Section 2.11 of the Plan shall be amended and restated as follows:

“2.11    “Good Reason” means that: (a) a Covered Executive’s Base Compensation in effect immediately before the commencement of a Change in Control Period is materially reduced, or there is a material reduction or termination of such executive’s rights to any employee benefit in effect immediately prior to such period; (b) a Covered Executive’s authority, duties or responsibilities are materially reduced from  those in effect immediately before the commencement of a Change in Control Period (it being understood that in no event shall a Covered Executive’s authority, duties or responsibilities be deemed to be reduced as a consequence of or related to the Company ceasing to be a publicly listed company); (c) a Covered Executive is required to be away from his or her office in the course of discharging his or her duties and responsibilities significantly more than was required before the commencement of a Change in Control Period; or (d) a Covered Executive is required to transfer to an office or business location that is more than 60 miles from the primary location to which he or she was assigned prior to the commencement of a Change in Control Period.
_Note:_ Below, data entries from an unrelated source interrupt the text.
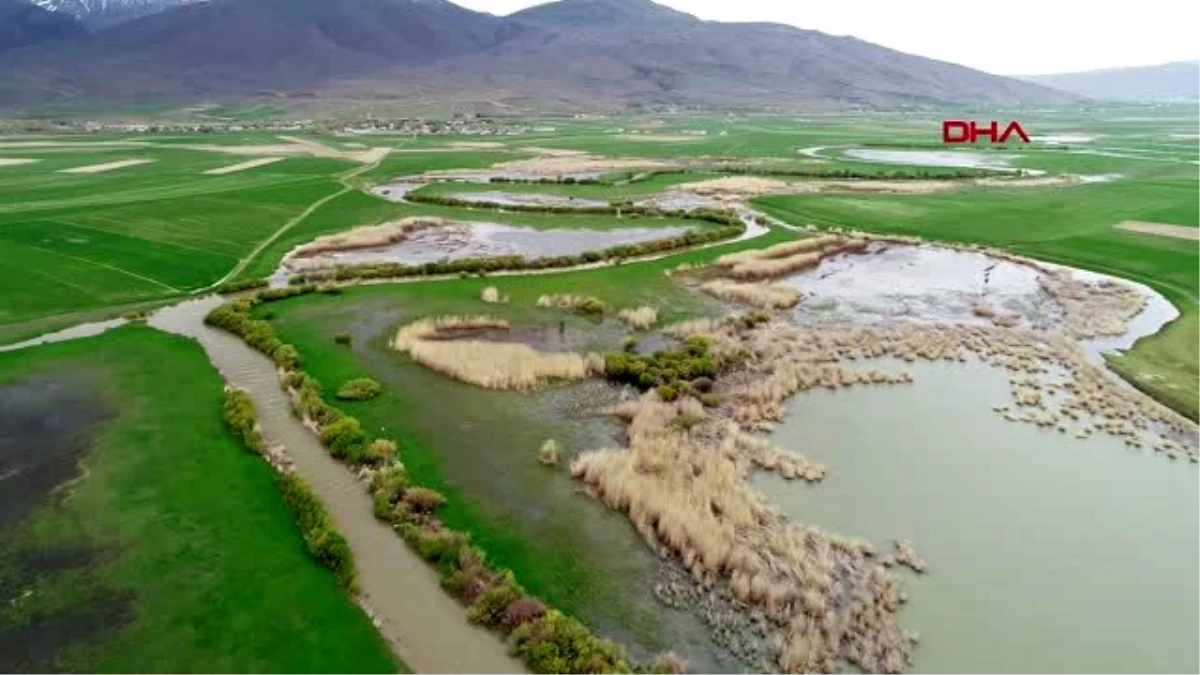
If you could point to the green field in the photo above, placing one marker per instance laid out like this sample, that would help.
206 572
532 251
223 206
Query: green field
185 537
174 547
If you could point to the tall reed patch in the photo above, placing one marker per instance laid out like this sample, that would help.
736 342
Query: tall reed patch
240 418
581 304
492 296
366 237
549 643
767 296
322 541
492 365
789 257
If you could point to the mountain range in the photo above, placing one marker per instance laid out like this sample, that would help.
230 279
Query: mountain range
102 13
571 54
1177 81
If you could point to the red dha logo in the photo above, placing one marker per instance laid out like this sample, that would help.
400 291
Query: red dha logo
964 131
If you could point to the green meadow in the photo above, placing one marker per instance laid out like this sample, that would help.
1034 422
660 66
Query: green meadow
171 548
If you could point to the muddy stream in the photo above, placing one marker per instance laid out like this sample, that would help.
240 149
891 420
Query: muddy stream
426 628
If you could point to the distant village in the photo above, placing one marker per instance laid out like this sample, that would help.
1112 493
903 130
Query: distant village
461 125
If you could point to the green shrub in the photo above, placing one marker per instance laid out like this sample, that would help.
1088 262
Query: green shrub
522 610
489 608
286 357
441 548
244 285
424 500
671 371
322 542
331 550
381 452
346 440
240 418
360 389
390 483
556 645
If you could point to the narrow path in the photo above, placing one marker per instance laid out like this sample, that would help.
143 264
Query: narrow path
425 627
343 178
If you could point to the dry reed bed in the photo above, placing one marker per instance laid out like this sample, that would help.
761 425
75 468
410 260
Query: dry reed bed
365 237
640 318
1093 310
685 487
492 365
585 304
492 296
766 296
687 491
790 257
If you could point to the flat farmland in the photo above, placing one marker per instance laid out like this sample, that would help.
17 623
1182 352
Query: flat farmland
73 242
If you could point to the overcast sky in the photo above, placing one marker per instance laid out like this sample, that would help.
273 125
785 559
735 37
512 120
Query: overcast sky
1024 37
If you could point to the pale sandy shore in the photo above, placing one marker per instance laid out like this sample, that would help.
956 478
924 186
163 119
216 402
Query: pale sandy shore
107 167
244 166
1162 230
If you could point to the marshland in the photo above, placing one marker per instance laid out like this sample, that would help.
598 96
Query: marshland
849 423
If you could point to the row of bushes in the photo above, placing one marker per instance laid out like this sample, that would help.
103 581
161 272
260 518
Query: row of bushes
546 180
244 285
462 202
323 542
684 371
240 418
549 641
508 263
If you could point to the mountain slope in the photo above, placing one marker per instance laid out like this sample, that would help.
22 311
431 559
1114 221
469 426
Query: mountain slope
237 48
1168 82
567 54
641 51
103 13
23 24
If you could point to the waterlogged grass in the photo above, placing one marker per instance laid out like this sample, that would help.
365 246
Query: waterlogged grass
480 448
175 537
1069 226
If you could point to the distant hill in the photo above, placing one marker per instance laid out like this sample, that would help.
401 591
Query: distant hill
103 13
23 24
569 54
1169 82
No event or condition shall constitute Good Reason hereunder unless: (i) a Covered Executive provides to the Committee written notice of his or her objection to such event not later than 60 days after such executive first learns, or should have learned, of such event; (ii) such event is not corrected by the Company promptly after receipt of such notice, but in no event more than 30 days after receipt thereof; and (iii) such executive Separates From Service not more than 15 days following the expiration of the 30-day period described in clause (ii) hereof.”
3.
Amendment or Termination: Subsection (b) of Section 7.3 of the Plan shall be restated as follows:

“(b) no termination or other amendment that materially adversely affects the rights or benefits of any Covered Executive hereunder shall be made or effective during the Change in Control Period, without the prior written consent of such executive.”






This Amendment No. 2 has been duly adopted by the Board of Directors of Cleco Corporation, to be effective 30 days following any notice requirement under the Plan.